In that vein, we twisted the Countdown plot thread further to reveal a Mary Marvel possessed by Jack Kirby’s torture god Desaad, (standing in for middle aged male comic book writers or music execs), and pornified into a monstrous caricature of cosmetically and surgically enhanced synthetic femininity. Her hair was chopped down to stubble and a few dyed purple tufts as a call-back to those ‘crazy Britney’ headlines, hinting at the toll on her mental health such performative saleable sexuality might imply (there are also deliberate echoes of Mary Marvel’s UK counterpart Kid Marvelman, who became in the hands of Alan Moore the apocalyptic and terrifying epitome of the superhero kid gone bad trope).
The savage satire sounded great on paper, but in the end, I felt bad about putting Mary Marvel through all that just to make a point about people putting her through all that.
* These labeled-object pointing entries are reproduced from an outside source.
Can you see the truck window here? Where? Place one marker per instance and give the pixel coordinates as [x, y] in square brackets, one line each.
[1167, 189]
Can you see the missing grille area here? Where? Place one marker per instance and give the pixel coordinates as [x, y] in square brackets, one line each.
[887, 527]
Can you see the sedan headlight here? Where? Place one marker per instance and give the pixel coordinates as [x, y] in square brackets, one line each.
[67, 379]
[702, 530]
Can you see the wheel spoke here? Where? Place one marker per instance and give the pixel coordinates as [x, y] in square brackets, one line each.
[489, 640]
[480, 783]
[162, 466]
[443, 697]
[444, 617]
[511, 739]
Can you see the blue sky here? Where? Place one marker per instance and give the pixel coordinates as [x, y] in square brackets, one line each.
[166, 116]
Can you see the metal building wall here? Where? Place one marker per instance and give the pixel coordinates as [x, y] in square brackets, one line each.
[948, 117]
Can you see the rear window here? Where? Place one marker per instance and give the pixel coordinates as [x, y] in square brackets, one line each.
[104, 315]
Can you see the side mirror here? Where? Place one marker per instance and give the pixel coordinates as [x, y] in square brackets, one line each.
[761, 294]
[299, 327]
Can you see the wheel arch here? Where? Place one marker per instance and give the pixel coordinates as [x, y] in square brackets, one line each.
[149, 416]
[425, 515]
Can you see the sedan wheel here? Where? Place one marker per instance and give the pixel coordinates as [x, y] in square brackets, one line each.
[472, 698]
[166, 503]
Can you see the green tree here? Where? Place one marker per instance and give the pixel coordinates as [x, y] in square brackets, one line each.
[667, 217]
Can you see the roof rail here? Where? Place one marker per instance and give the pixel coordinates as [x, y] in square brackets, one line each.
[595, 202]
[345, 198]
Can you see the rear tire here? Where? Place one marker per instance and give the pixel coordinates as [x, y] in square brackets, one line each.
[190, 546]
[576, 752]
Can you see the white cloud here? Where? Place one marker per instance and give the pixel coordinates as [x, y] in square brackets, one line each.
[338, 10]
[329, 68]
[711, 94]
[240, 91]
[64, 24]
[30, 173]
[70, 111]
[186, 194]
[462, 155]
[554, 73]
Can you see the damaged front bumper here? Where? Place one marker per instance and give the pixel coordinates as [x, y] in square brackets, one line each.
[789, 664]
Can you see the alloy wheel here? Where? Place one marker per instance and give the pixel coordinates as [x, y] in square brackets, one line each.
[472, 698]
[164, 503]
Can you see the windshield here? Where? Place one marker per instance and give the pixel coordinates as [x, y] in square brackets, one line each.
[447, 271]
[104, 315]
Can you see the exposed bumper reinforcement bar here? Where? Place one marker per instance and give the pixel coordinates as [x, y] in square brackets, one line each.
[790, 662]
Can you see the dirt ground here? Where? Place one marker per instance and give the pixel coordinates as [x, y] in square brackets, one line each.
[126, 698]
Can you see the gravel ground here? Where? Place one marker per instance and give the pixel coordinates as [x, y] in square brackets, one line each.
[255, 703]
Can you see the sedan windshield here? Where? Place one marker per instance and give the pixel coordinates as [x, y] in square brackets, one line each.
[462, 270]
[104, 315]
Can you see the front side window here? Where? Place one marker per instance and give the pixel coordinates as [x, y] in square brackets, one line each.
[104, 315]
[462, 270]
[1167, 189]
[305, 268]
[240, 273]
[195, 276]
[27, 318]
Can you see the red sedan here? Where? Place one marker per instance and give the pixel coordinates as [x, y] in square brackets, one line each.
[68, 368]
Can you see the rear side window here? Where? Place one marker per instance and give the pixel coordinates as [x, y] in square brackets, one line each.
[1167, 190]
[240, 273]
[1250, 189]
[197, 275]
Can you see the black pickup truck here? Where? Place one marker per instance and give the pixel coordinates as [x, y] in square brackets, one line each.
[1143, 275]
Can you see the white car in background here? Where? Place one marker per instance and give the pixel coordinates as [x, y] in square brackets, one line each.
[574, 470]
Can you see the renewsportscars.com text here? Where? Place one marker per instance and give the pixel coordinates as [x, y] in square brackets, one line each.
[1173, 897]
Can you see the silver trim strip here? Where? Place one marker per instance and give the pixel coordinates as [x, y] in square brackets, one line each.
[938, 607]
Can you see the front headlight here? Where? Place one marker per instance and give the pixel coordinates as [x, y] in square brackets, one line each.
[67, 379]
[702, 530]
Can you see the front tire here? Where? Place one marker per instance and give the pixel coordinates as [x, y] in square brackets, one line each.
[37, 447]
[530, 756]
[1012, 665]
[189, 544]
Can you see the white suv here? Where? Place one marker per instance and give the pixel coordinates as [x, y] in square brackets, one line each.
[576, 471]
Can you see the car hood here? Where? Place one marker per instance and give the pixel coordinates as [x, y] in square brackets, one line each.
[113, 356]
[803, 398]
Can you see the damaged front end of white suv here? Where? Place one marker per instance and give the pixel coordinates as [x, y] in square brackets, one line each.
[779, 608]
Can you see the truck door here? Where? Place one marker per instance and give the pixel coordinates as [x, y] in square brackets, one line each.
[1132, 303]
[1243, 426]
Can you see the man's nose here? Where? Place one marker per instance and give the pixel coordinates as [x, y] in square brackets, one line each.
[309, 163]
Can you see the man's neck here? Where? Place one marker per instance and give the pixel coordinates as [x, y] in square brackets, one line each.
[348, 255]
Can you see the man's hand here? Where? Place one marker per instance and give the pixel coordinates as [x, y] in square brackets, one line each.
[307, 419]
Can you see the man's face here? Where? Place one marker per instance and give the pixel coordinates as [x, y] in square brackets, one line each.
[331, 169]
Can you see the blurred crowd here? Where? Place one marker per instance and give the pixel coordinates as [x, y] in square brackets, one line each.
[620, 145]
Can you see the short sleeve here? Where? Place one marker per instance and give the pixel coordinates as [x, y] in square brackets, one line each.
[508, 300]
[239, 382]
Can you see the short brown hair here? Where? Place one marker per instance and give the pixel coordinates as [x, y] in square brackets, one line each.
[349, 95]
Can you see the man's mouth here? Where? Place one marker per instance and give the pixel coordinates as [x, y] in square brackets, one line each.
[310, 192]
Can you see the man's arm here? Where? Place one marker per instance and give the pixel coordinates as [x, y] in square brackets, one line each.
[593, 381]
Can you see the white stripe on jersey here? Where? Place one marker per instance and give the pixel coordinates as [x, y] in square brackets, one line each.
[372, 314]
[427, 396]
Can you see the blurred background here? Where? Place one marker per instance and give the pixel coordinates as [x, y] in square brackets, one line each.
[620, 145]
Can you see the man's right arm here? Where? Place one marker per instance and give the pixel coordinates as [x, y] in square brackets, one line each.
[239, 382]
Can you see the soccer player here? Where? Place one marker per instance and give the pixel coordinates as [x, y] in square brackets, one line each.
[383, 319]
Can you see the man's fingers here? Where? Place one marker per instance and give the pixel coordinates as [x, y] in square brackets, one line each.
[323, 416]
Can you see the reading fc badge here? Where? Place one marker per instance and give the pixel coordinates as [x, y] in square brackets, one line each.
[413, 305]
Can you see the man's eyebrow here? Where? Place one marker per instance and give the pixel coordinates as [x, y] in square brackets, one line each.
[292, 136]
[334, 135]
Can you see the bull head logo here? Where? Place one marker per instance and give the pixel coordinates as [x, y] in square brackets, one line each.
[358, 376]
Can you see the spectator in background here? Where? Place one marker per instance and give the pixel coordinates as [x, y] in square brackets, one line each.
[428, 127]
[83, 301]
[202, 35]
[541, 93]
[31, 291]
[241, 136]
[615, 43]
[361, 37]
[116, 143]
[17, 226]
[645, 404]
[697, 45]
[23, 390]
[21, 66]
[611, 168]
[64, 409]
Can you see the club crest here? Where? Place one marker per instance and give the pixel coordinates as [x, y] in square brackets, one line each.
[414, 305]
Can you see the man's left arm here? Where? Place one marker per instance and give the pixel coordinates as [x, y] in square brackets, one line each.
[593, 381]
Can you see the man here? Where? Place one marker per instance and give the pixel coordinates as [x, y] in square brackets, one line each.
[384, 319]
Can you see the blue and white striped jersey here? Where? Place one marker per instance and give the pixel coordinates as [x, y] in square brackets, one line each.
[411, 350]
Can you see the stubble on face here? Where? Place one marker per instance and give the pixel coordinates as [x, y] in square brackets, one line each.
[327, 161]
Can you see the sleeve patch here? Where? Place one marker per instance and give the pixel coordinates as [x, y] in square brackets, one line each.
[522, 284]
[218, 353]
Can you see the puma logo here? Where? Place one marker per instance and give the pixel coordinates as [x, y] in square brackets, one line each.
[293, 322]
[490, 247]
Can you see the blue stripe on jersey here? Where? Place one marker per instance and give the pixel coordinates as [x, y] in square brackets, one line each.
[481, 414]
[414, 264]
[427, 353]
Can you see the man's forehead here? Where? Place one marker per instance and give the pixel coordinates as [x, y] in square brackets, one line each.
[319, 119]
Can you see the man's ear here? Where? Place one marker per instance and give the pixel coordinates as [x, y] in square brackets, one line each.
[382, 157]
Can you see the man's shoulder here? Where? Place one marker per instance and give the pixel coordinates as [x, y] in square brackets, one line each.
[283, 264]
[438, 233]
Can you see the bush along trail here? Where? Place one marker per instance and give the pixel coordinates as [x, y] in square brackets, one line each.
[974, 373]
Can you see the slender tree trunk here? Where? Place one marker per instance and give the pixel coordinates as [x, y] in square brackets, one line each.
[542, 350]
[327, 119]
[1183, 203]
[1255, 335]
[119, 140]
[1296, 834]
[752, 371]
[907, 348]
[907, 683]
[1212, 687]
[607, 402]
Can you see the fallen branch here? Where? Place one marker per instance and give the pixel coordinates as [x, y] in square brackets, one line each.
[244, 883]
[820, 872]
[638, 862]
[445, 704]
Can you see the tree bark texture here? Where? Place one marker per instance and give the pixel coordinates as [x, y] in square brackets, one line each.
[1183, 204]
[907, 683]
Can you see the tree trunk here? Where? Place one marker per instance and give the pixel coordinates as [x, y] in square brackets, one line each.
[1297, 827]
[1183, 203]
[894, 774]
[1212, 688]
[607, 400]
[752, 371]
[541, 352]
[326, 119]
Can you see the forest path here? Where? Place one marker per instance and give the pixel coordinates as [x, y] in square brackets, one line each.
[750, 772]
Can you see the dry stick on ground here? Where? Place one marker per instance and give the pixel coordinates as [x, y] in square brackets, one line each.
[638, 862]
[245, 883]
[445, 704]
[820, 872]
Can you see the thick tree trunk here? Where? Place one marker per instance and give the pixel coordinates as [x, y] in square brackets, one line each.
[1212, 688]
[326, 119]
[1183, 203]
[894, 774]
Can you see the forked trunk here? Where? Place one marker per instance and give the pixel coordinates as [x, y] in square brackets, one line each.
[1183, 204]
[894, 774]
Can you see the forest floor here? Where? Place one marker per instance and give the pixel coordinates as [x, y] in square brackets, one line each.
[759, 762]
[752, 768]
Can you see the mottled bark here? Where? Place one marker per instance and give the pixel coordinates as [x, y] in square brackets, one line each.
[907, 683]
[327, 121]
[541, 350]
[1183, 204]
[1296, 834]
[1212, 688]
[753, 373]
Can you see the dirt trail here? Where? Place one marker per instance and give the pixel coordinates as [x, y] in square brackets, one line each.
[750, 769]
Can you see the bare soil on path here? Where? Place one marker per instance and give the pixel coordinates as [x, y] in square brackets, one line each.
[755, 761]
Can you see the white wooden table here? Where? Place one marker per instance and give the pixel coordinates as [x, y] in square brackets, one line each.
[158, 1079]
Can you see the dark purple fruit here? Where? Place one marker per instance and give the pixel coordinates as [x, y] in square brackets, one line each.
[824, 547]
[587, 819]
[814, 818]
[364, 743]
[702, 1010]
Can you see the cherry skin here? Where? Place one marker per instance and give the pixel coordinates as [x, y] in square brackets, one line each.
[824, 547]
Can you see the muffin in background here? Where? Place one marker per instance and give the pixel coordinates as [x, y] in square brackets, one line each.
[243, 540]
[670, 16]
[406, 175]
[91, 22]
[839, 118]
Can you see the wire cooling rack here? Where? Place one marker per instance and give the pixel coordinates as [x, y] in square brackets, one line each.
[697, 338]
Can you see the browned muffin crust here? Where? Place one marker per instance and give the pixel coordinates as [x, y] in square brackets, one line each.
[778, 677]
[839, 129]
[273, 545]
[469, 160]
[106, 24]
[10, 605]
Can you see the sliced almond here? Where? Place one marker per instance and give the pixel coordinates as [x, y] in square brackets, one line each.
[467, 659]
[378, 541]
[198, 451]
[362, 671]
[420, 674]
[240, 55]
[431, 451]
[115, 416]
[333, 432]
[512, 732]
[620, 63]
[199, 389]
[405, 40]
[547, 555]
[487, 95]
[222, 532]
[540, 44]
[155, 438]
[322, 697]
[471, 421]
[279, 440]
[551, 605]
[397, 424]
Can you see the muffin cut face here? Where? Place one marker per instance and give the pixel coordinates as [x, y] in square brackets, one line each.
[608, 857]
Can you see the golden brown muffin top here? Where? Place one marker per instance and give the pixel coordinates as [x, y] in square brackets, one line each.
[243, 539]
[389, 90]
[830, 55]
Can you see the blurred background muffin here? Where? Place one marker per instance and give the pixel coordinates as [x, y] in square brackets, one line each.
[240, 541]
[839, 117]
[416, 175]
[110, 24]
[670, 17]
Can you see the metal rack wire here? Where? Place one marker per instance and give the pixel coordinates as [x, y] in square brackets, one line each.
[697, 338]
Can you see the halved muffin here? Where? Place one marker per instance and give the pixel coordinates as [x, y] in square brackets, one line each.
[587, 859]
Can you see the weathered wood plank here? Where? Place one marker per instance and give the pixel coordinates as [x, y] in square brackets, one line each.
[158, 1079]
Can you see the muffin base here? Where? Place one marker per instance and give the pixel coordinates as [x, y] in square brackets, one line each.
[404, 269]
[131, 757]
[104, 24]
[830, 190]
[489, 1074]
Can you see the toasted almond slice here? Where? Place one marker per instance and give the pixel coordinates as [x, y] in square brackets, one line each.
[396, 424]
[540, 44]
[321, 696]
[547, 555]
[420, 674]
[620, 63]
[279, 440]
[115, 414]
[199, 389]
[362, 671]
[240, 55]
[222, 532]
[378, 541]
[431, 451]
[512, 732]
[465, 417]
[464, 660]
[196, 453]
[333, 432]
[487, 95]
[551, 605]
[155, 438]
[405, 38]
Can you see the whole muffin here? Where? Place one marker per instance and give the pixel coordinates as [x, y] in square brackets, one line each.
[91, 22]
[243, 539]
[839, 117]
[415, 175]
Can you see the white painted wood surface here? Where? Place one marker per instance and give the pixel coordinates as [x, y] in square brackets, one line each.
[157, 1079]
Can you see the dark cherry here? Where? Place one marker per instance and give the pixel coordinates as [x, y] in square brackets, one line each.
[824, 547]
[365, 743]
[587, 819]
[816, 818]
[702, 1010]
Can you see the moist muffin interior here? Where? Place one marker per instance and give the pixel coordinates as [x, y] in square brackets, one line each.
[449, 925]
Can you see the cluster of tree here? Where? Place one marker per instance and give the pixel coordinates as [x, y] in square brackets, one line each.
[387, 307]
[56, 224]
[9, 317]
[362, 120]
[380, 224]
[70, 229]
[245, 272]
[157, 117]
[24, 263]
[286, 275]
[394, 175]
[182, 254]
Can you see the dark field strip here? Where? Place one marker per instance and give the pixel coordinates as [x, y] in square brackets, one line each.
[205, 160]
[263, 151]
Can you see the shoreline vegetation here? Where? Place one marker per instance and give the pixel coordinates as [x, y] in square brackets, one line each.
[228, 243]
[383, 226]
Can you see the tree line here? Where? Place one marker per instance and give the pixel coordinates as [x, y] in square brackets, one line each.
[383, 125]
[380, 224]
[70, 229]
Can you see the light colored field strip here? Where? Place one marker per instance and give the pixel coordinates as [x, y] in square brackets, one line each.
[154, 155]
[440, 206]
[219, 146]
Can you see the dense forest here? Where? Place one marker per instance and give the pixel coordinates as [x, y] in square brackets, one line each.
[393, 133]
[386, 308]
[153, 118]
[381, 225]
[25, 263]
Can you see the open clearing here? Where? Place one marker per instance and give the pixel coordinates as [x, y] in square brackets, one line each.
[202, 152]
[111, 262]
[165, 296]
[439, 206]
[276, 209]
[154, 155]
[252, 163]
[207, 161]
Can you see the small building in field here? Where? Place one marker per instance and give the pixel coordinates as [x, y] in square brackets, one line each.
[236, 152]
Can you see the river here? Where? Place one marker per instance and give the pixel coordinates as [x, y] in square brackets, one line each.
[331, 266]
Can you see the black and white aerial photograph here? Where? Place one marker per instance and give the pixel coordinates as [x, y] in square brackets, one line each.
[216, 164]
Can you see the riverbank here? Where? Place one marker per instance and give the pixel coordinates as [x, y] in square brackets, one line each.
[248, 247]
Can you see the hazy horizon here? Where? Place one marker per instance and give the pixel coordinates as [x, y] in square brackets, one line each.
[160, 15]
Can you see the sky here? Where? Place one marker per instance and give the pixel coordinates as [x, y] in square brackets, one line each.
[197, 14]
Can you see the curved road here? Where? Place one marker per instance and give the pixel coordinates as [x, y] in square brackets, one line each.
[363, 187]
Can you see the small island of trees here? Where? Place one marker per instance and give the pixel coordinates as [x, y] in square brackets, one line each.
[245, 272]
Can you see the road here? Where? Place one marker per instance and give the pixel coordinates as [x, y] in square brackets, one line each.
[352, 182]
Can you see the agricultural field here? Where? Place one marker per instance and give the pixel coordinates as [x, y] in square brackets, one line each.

Thunderworld gave me the opportunity to make amends by writing Mary Marvel as I prefer to imagine the character, more in the vein of my Supergirl, as an ultra-competent, compassionate, clever teenage girl with fierce principles – while emphasising the distinctive qualities suggested by her acronymic magic word – Selene for grace, Hippolyta for strength, Ariadne for skill, (later changed to Artemis but Ariadne is much better), Zephyrus for flight Aurora for beauty (later Artemis but again Aurora is better), Minerva for wisdom.
I loike this story a lot – and as a kind of All-Star Captain Marvel it’s one of the most perfectly constructed single issues and summations of a brand that I’ve done.
I can usually see all kinds of glaring mistakes in my published work but this one is remarkably error free!
Coming soon – The Multiversity Guidebook and Mastermen!
Grant, one of these days I'm going to have a conversation with you about the merits of later day Miley Cyrus.
I like the idea that all three members of the Marvel Family use the word SHAZAM to transform. But since you mentioned your preference for Mary having her own gods, it got me thinking. If Junior were to have his own gods, and not just piggy back on Billy’s, off the top of your head do you have any picks for who they’d be?